A much smaller project than Spark, called mlpack, also targets those not experienced with machine learning. The project’s “primary maintainer,” Ryan Curtin, a Georgia Institute of Technology doctoral student, says the project, which launched its 1.0 version in December 2011, now includes five or six consistent developers, 10 to 12 occasional contributors, and perhaps 20 who may send in one contribution and then move on.

Spark boasts in-memory processing capabilities that can be 100 times faster than Hadoop MapReduce.

Curtin says mlpack appeals to nonexperts through a consistent API that provides default parameters that can be left unspecified. Additionally, a user could move from one method to another while expecting to interact with the new method in the same way. Expert users may use its native C++ environment to customize their work.

Curtin also says that, though mlpack and Spark’s target audiences may differ, the tool can be very useful for operational tasks in areas such as the burgeoning field of data-driven population health management. A data analyst for a public health department or healthcare delivery system, for example, could use one of mlpack’s clustering algorithms on a set of numerical values that include fields such as a person’s name and location (both mapped to a granular numerical format) and vital health data such as blood glucose and blood pressure, to predict where clinicians will have to deliver more intense care.

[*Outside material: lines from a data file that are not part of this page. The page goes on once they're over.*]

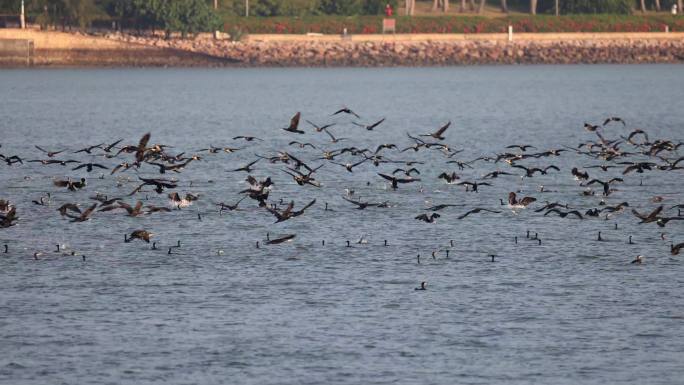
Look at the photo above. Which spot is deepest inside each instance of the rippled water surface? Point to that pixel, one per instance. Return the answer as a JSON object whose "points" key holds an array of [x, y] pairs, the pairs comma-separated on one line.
{"points": [[218, 310]]}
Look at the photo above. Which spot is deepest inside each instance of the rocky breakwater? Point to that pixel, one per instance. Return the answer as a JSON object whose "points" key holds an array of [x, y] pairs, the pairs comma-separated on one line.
{"points": [[424, 53]]}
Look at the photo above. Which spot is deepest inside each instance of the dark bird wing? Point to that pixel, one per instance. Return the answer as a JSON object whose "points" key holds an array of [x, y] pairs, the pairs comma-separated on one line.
{"points": [[142, 146], [442, 129], [372, 126]]}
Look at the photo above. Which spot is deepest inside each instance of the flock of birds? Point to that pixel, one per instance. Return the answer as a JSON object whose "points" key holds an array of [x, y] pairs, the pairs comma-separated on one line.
{"points": [[611, 146]]}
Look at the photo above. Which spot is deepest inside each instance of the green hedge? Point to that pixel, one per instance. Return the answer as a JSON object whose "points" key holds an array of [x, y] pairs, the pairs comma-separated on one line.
{"points": [[455, 24]]}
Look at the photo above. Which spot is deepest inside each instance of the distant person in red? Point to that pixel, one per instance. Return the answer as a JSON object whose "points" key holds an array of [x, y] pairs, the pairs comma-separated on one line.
{"points": [[388, 10]]}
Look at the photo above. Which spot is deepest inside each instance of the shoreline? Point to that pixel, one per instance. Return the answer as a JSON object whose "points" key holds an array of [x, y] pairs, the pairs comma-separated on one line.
{"points": [[76, 50]]}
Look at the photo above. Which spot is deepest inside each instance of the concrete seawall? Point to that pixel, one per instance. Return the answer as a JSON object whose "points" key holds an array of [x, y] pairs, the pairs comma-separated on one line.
{"points": [[63, 49]]}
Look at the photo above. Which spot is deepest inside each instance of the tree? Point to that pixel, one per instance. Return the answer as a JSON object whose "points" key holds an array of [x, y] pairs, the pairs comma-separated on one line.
{"points": [[184, 16]]}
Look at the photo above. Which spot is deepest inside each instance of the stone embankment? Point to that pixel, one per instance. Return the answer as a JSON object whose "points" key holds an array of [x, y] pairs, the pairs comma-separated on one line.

“There are a couple of clustering algorithms in mlpack you could use out of the box, like k-means and Gaussian Mixture Models, and there are enough flexible tools inside mlpack that if you really want to dig deep into it and write some C++, you can really fine-tune the clustering algorithm or write a new or modified one.”

While mlpack research shows benchmarks significantly faster than those of other open source platforms such as Shogun (which originally focused on large-scale kernel methods and bioinformatics) and Weka (a popular general-purpose machine learning platform with a graphical user interface that may appeal to those uncomfortable with command line interfaces) in a test of k-nearest neighbors, Curtin says ultimately, the prevailing vibe among the community is cooperative more than competitive.

“We all sort of have the same goal,” he says, “but there’s an understanding the Shogun guys built their own thing. Shogun focuses on kernel machines and supports vector machines and classifiers of that ilk. mlpack focuses more on problems where you’re comparing points in some space, like nearest neighbor.”

That sense of community may prove paramount for small projects such as mlpack. While Curtin says the growth curve of mlpack’s downloads is becoming exponential, he has limited time to develop features that might spur growth even further among non-expert users, such as designing a GUI and automatic bindings for other languages.

Those things, in fact, may be for somebody else to do, says Curtin.

“My interest is less in seeing mlpack as itself grow, although that’s nice,” he says. “I want to see the code get used more than anything else. That’s what brought me to open source in the first place; building things that are useful for people.”

Figures

Figure. The Scientific Software Network Map allows interactive exploration of data showing software tools used, usage trends, which packages were used together to produce a result, and publications resulting from that use.